I took a look at the excel that someone put together of expected PE results per state. I was just wondering if they post all FE and PE results at the same time, or does one get released before the other?

Thanks

Mike


----------



## principal (Dec 14, 2010)

Galena said:


> I took a look at the excel that someone put together of expected PE results per state. I was just wondering if they post all FE and PE results at the same time, or does one get released before the other?
> Thanks
> 
> Mike


I took the CO FE last year...got the result on DEC 21. The Excel sheet says PE results for that test came out on the 18th. Don't know if that helps much...


----------



## Galena (Dec 14, 2010)

It does, looks like I can expect KS FE results 1st week of Jan.


----------



## tomp (Dec 16, 2010)

I took to Colorado FE exam in October 2008. My pass letter is dated December 16, which is the same date in the spreadsheet for the PE Exam results. So I would expect them to be about the same.


----------



## asunw (Dec 22, 2010)

tomp said:


> I took to Colorado FE exam in October 2008. My pass letter is dated December 16, which is the same date in the spreadsheet for the PE Exam results. So I would expect them to be about the same.
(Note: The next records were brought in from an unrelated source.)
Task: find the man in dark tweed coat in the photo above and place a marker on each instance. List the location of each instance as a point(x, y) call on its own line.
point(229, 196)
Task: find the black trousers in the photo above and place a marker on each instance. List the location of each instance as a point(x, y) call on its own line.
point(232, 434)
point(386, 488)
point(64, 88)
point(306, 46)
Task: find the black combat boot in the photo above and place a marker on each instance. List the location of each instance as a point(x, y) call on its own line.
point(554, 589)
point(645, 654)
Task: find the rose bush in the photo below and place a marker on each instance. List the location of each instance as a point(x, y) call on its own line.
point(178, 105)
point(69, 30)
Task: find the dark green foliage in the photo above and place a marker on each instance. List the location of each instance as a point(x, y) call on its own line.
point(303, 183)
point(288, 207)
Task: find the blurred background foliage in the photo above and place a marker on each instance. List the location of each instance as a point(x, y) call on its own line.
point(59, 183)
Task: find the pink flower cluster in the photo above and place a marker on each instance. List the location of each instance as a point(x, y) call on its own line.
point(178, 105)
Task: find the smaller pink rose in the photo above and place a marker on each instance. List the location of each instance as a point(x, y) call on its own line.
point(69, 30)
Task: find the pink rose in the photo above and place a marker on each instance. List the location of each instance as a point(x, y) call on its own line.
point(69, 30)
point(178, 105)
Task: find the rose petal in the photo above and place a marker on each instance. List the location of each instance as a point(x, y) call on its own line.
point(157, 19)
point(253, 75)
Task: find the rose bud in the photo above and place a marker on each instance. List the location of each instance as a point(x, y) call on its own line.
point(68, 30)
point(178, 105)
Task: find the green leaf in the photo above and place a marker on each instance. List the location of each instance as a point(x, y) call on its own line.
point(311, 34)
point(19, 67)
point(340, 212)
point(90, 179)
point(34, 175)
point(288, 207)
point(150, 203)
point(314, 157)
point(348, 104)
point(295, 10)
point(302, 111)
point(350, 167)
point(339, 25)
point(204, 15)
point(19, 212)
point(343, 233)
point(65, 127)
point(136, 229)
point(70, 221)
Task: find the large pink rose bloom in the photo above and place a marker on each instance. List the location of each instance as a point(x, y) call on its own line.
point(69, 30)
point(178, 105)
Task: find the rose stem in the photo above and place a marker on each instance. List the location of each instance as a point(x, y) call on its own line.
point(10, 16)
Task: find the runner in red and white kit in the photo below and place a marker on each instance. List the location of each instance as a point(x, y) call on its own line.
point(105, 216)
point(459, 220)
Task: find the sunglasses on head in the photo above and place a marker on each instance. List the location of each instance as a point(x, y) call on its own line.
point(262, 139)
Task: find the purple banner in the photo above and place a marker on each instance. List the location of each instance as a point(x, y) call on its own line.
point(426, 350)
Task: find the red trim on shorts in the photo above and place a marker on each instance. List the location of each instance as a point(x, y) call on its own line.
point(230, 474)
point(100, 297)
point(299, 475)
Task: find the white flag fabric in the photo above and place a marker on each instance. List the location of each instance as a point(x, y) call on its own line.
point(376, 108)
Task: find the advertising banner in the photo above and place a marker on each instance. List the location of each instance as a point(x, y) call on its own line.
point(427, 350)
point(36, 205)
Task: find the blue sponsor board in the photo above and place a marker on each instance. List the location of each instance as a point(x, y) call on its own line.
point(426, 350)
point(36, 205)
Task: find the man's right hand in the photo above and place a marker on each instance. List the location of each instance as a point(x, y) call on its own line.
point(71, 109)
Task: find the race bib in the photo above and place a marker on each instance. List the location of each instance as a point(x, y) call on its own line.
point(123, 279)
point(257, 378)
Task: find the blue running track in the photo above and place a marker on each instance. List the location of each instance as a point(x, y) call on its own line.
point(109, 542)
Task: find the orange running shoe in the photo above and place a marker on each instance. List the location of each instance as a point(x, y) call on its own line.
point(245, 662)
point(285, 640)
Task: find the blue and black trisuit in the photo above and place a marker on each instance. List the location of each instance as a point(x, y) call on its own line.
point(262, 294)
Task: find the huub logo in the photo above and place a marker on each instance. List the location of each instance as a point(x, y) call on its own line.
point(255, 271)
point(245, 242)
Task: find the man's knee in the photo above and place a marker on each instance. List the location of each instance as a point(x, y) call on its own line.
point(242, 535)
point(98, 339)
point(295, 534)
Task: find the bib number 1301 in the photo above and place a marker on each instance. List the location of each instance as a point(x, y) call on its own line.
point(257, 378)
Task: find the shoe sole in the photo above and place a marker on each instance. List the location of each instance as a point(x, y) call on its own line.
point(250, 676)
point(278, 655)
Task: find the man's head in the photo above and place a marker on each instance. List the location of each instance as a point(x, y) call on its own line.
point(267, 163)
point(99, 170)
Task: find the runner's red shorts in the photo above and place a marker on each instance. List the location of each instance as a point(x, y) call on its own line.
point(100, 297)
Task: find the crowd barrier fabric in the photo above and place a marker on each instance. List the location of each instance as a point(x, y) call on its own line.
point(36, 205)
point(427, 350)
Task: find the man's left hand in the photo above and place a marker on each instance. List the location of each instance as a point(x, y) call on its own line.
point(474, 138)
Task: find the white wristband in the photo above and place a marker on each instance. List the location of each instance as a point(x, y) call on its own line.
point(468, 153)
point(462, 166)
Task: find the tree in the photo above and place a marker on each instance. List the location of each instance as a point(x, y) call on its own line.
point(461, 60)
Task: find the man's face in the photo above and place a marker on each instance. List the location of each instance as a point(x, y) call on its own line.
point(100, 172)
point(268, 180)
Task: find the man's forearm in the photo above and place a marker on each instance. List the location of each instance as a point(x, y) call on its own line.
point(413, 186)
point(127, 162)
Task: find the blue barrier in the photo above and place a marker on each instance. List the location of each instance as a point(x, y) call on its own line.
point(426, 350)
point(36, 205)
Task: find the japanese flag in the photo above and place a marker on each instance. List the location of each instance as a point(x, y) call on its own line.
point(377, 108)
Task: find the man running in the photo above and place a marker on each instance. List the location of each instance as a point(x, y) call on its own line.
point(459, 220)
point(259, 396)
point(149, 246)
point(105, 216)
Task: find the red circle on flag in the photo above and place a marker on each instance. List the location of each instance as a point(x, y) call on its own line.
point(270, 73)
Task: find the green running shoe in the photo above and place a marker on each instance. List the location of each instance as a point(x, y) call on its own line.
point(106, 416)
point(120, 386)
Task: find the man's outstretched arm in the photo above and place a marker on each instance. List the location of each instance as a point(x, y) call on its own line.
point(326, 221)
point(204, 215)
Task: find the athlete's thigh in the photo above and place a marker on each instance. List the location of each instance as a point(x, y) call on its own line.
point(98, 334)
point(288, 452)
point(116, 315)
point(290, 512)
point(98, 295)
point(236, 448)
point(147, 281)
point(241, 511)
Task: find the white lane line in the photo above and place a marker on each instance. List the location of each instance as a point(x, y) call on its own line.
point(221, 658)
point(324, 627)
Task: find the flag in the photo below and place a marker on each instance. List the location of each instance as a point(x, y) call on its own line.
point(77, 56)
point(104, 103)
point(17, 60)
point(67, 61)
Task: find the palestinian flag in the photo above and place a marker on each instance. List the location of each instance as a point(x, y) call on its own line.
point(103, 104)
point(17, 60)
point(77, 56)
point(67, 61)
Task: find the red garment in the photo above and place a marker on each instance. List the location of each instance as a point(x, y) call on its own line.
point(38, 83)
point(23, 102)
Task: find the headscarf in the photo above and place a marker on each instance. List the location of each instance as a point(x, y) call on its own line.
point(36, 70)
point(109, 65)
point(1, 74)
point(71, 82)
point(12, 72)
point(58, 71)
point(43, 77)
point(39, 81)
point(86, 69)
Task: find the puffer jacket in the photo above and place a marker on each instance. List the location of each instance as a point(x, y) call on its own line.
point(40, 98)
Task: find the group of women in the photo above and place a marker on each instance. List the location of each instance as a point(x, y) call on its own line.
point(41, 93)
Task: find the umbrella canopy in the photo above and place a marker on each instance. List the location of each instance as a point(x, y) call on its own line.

Plus some EIT results are out now and no PE results have been released yet. =)


----------



## jv21 (Dec 22, 2010)

asunw said:


> tomp said:
> 
> 
> > I took to Colorado FE exam in October 2008. My pass letter is dated December 16, which is the same date in the spreadsheet for the PE Exam results. So I would expect them to be about the same.
> ...



There's your answer...

And here's your sign :17:


----------